Happy Friday readers! Holy cow have these last few weeks flown by or what? Before you know it, trees will be in full autumn splendor and pumpkins of all shapes and sizes will adorn nearly every doorstep in Monroe. That is to say, it will be fall, and unlike the first half of 2020, I hope it will be a season full of pleasant surprises for you and your families.
I am happy to report that Mainstreet’s new Community Resources page has done rather well. A great number of people, far more than I expected in the first month, have visited the site and clicked on or shared the links. It is doing what I had hoped it would do- it is delivering valuable and lifesaving information into the hands of those who need it. If you haven’t had a chance yet, check it out. And, if you’re feeling up for it, give the Meditation at the Monona Terrace a try. It. Is. Wonderful.
Shortly after publishing our Community Resources page, I had a reader reach out thanking Mainstreet for, as she put it, “selflessly supporting Green County.” While talking with her, she admitted to struggling with her own decision to reach out for help. Her concerns echoed the concerns of many other people on the fence about starting therapy: How do I choose the right therapist? It’s a funny quandary actually. How do you choose the right person to disclose your most private thoughts, emotions, and worries?
Well, I would like to thank that reader for bringing this topic to my attention and serving as the inspiration for this post. As promised, here’s unbiased advice from a therapist on how to choose the right therapist for you.
Yes, I know. It’s a heck of a thing for me to say- “Choose your emotional and mental health confidant based on your insurance plan,” but trust me. The last thing in the world you want while struggling with anxiety, depression or other mental health issue is a huge provider bill adding to it. Check with your insurance company to find a complete list of covered providers. There are dozens in the area. Chances are, you’ll find one that works for you.
Mental health providers are not “one-size-fits-all.” We typically have a niche that we specialize in not unlike medical doctors. Many providers that counsel children have underwent unique training suited to a child’s special mental health needs which makes the qualifications and training of any provider important need-to-know information if you’re a parent looking into therapy for your child.
If you’re open with your family and friends about considering therapy, ask them for their opinion. Forty-percent of Americans have been in or are in therapy, so chances are you know one of them, and if they are willing to give you their take on things, whether good or bad, listen to it!
We just covered that 40% of Americans have seen or do see a therapist. That’s more than 120 million people keeping providers busy. When you find a therapist you’re interested in, give their office a call to find out if they are accepting new patients. Be honest and direct about the urgency of your issue. If desperation and panic are setting in- tell them. Many providers have a set number of appointments for crisis counseling and may be able to fit you in the same day.

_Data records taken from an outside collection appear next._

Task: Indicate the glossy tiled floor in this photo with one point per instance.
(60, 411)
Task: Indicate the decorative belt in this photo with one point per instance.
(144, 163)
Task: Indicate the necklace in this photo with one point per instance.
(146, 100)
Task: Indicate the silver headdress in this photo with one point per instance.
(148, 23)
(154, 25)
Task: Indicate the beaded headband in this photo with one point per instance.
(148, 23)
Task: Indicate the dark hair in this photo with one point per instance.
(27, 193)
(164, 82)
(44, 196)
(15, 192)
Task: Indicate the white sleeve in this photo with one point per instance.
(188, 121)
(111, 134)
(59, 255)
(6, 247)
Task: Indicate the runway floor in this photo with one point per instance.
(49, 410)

There are several different approaches to mental health therapy, and some providers may focus their entire practice on just one or two types of them. Before scheduling your first appointment, do a little research to find out which techniques providers use. Most established practices include provider bios on their website, you can likely find their preferred techniques there. If you’re considering therapy for your child, pay close attention to which techniques a provider prefers to use- some may be more kid friendly than others.
Your Gut Feeling
After all the research is done, listen to your gut. There’s science behind that uneasy feeling our insides give us when something’s just not right. When you take that difficult first step to seek help, you should feel comfortable with it. Sure, not all aspects of therapy are pleasant, but you should be confident in your provider’s ability to counsel you. Remember, it’s your therapy session- not theirs, so if your gut’s telling you there’s something wrong, there probably is.

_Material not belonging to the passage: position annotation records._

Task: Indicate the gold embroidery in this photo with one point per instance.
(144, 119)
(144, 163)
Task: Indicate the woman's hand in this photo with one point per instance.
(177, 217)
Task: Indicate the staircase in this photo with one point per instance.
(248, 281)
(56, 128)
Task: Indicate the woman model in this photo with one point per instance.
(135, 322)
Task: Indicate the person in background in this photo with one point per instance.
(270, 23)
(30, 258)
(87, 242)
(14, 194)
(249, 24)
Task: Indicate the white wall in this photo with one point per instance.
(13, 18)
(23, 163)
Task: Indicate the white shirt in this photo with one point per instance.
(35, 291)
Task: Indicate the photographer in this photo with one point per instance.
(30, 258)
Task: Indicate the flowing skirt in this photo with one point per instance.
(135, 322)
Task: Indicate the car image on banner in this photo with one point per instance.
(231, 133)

We pick our friends, our partners, even our pets based on compatibility, and we should do the same with our medical and mental health providers. Being compatible with the person treating you makes for a more attuned, well-suited experience, and in terms of communication, compatibility is key.
The Fine Print
As much as I want to heal, there are some conditions that I can’t fix. Mental health providers, for the most part, are not medical doctors. We are not neurologists, and we are supposed to recognize and respect the difference. If you are considering therapy with Mainstreet Counseling, please know that I will counsel you to the best of my ability using trusted methods developed through years of education, training, and experience. If you need help beyond what I can provide, trust me to direct you to services more tailored to your needs. I've said it before, and I'll say it again; I want what's best for you even if it's not Mainstreet.
I hope you find this advice helpful and that this advice finds you healthy and happy.